What if structural editing was a mistake?

Not so long ago I’ve written about Paredit and its quirks. I’ve been happily using Smartparens ever since that post, but something still bugged me. I was constantly thinking about the fact that Smartparens has numerous quirks in various languages and some known bugs that are unlikely to be fixed in the foreseeable future, given that the main maintainer doesn’t have a lot of spare time. And I’m not blaming it, maintaining open-source projects is a hard task, and unfortunately, I can’t fix most of the bugs, because I’m not as familiar with the code-base. So I went searching for new installments in the structural editing space. I already knew about Parinfer, and unfortunately, it’s not that great to use in a team, as it generates a lot of small formatting changes upon opening the file, which results in a lot of noise in Git afterward. What I was mainly interested in is parser-based structural editing – something like what Smartparens does, but with an actual parser, like Tree Sitter. There were a few packages for emacs, namely tree-edit and combobulate but the language selection that they support is very poor. Having structural editing in Python is cool I guess, but I don’t write in Python, and since the languages I use are not yet supported, these packages are not an option, at least for me.

And shortly after that, I found a nice post about structural editing in vanilla Emacs¹. This post describes how one can achieve some facilities of structural editing in Emacs without using Paredit or Smartparens, or any external packages for that matter. In another post in that blog, a particularly interesting Reddit thread is mentioned, which has some opinions about strict paren checking that Paredit and Smartparens introduce.

Which got me thinking - maybe structural editing really isn’t something I should pursue. The title says “mistake” but it’s obviously clickbait. I don’t think that structural editing is a mistake, it’s a pretty useful tool with its set of compromises. Parser-based structure editing can lift some of the compromises and fix some bugs, but some languages may not be supported, or have partial support, which comes with a set of downsides on its own. I mostly want this for Lisps, and Emacs is already pretty good at inferring the structure of the Lisp code, so for such languages parser probably would be overkill, but still, I’d like to have everything structure related in a single package, if possible. On the other hand, thinking about it right now, there are not that many features I need from a structural editing package, that I can’t do by hand or automate. So maybe I just value those too much?

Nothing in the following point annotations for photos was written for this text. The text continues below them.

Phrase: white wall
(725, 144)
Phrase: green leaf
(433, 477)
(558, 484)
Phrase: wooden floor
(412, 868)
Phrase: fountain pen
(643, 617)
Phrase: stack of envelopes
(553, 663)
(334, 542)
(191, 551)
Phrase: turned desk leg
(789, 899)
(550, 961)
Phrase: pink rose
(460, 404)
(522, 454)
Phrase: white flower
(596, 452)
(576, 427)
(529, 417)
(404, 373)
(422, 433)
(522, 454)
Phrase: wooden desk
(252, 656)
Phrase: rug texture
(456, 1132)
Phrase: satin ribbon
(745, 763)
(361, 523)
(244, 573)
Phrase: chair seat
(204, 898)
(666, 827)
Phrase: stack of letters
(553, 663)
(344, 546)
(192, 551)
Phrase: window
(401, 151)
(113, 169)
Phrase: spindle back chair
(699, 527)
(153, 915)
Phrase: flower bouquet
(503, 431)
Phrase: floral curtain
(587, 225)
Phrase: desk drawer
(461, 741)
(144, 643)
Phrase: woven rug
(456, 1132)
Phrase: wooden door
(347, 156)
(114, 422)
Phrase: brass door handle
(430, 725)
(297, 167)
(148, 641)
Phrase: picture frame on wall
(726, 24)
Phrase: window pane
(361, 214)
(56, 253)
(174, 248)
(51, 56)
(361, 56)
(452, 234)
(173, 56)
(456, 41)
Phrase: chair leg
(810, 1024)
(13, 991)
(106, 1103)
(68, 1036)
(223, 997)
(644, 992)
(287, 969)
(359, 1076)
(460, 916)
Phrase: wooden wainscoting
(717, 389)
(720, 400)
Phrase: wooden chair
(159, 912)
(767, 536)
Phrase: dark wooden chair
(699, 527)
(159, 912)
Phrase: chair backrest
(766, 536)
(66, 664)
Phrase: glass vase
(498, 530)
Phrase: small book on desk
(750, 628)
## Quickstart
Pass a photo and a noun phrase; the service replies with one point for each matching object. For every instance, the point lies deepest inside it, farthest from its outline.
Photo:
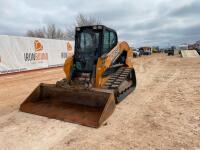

With that in mind, I’ve decided to try living some time without any structural editing package, only relying on what’s available in Emacs or what I’ve written myself. I’m feeling pretty confident in using structural editing by now - I often slurp, splice, and convolute expressions without thinking about what I need to do, it just comes off my fingertips. Taking this away will mess with my muscle memory a lot, and I’ll probably become less efficient, but maybe I’ll learn something new.

This post will be about the experience I had during this experiment. I’ve written this over time, and different sections were written pretty much right after I felt some difference.

Initial struggle

After disabling Smartparens I’ve quickly understood all that pain of writing in Lisp without automatic parenthesis insertion and balance checking. I’ve never seen balance-related errors for some years since I’ve pretty much always used something that tried its best at keeping parentheses balanced. But now, since no such thing is enabled, I’ve started getting these whether I just evaluate an expression, or try to compile a file. So the first thing I did was add a local-write-file-hooks to check parentheses:

(defun setup-before-save-hooks ()
  (add-hook 'local-write-file-hooks #'check-parens))
(add-hook 'common-lisp-modes-mode-hook #'setup-before-save-hooks)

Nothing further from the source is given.